Limits of UAE foreign policy independence
The UAE has in recent years shifted towards a significantly more independent foreign policy, shifting away from its previous reliance on the US’s own global policies. It has developed ties with Russia, and independently gotten involved in conflicts such as in Libya and Yemen. The UAE also shifted closer to Israel, as Israel also shifts towards a more independent foreign policy.
In another clash with the US’s stance and interests, in Syria, the Emirates has demonstrated its backing of Syrian President Bashar al-Assad by expressing support for Russia’s military intervention in 2015, participating with Moscow in “counterterrorism operations,” reopening its embassy in Damascus in 2018, and urging the Arab League and broader international community to take Assad back, whom Abu Dhabi praised for his “wise leadership.”
The UAE’s increasing cooperation with China, the US’s main geopolitical rival in the global geopolitical trajectory, has also appeared to show this new approach in the UAE’s way of dealing with its allies. However, as the UAE’s halted construction of the Chinese project has shown, the UAE’s independence does not go so far as to build a Chinese military base on its land. The US still has some leverage to push the UAE not to shift too far away from its sphere of influence.
It appears that the UAE’s maintained hope to buy F35s from the US has also played a big role in the maintained importance of the US in the UAE’s foreign policy.
The U.S. remains “fully committed” to a proposed sale of advanced F-35 stealth fighter jets to the United Arab Emirates, despite the Biden administration slowing down the deal, a senior American official overseeing arms exports said Tuesday.
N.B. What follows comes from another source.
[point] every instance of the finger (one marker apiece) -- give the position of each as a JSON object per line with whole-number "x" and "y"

Mira Resnick, a deputy U.S. assistant secretary of state in the Biden administration, also told the Associated Press at the Dubai Air Show that Gulf Arab partners are not looking to purchase weapons from Russia as a hedge over American concerns about human rights in the region.
The US has shown with the latest blockage of the Chinese construction that if the UAE starts to directly clash with US interests in the region, the US has the power to act impact fully.